As the 20th century approached, some began using psychoanalysis to study stuttering. Although the idea that stuttering is purely a matter of the mind took root for a short time, most researchers and speech therapists eventually rejected it. Today, the only place where the idea still thrives is among psychiatrists and psychotherapists for the most part.

~Orton-Travis Theory~

In the 1930s, a brand new theory arose.  The foundation of this theory is that one half of the brain, either the left hemisphere or right hemisphere, always dominates over the other. The more dominant hemisphere, I learned, controls exactly when nerve impulses reach the speech muscles. According to the Orton-Travis Theory of Cerebral Dominance (named after its authors), stuttering happens when cerebral dominance does not exist, causing nerve impulses to interfere with one another and reach the speech organs at different times. This lack of dominance, as Bloodstein explains, results in “conflict between the hemispheres, inadequate synchronization of the nerve impulses to the paired speech muscles, and a predisposition to stuttering.” 

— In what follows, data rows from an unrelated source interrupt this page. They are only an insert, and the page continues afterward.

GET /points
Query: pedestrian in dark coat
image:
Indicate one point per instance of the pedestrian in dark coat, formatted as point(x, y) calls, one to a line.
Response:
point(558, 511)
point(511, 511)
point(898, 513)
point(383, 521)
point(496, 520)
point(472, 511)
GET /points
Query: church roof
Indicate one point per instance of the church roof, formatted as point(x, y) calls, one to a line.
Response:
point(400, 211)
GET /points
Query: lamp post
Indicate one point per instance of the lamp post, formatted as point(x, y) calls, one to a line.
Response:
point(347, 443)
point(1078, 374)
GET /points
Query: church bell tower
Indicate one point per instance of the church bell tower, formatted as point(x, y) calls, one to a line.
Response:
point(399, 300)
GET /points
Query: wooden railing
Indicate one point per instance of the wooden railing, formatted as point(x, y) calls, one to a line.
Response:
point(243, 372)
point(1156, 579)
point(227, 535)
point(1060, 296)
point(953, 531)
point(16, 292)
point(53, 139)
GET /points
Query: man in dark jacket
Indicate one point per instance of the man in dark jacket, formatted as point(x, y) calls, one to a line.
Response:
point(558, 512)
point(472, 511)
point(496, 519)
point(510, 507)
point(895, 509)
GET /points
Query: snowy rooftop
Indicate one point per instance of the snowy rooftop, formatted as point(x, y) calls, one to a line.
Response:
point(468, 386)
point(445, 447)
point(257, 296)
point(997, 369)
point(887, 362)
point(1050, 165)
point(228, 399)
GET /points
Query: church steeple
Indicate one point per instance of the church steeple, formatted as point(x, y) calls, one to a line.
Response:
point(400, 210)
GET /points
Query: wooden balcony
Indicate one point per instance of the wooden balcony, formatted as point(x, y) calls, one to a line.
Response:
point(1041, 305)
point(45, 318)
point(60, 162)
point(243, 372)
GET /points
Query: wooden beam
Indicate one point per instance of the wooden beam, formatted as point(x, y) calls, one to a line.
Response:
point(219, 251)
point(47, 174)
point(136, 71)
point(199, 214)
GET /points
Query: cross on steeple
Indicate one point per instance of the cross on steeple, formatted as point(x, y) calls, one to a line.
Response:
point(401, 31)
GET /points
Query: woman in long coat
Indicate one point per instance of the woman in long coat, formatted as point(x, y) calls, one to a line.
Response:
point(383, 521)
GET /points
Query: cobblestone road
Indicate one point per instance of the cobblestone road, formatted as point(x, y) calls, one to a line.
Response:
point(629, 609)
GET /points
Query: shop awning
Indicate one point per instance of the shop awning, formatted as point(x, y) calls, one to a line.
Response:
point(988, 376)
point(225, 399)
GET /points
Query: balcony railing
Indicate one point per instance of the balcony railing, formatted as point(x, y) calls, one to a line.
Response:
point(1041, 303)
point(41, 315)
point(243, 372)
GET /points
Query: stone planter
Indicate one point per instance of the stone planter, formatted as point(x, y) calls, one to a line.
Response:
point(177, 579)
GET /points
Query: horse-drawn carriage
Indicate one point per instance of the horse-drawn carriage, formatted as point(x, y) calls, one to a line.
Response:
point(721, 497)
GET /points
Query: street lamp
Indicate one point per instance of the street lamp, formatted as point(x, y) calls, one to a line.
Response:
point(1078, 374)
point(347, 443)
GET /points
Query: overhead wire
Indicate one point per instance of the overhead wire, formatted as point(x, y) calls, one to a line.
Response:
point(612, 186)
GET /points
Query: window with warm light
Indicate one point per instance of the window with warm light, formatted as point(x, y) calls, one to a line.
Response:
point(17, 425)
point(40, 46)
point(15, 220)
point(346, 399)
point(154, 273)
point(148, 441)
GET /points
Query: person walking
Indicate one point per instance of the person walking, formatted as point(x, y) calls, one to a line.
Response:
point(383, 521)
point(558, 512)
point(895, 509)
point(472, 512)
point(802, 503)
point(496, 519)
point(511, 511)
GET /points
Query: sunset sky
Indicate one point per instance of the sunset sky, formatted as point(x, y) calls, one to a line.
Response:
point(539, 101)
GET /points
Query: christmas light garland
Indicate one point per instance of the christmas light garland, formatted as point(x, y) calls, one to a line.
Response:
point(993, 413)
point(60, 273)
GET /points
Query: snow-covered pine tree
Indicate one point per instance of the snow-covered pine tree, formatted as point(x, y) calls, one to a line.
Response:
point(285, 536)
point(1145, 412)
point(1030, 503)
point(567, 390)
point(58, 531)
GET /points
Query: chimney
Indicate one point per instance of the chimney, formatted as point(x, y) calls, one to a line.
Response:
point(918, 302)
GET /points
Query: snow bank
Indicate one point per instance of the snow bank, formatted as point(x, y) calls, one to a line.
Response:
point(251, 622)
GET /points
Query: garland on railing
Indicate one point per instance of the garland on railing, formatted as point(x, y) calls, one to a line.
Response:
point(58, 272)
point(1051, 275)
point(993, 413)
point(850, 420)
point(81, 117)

Orton and Travis also tried to prove that because neither of the hemispheres dominate, most stutterers are therefore neither right-handed or left-handed.

The Orton-Travis Theory of Cerebral Dominance eventually lost popularity due to conflicting evidence, but I think that it was another great step toward discovering the cause of stuttering. It is truly remarkable to read about the long history of stuttering and how far research has come.

I had planned to include much more in this blog post, but I think I’ll finish right here. This is already much longer than planned! 🙂 Thank you so much for joining me! I am enjoying learning so much about stuttering, and I hope you do too. In the next few days, I’ll pick up with what I learned about additional research in the 1930s.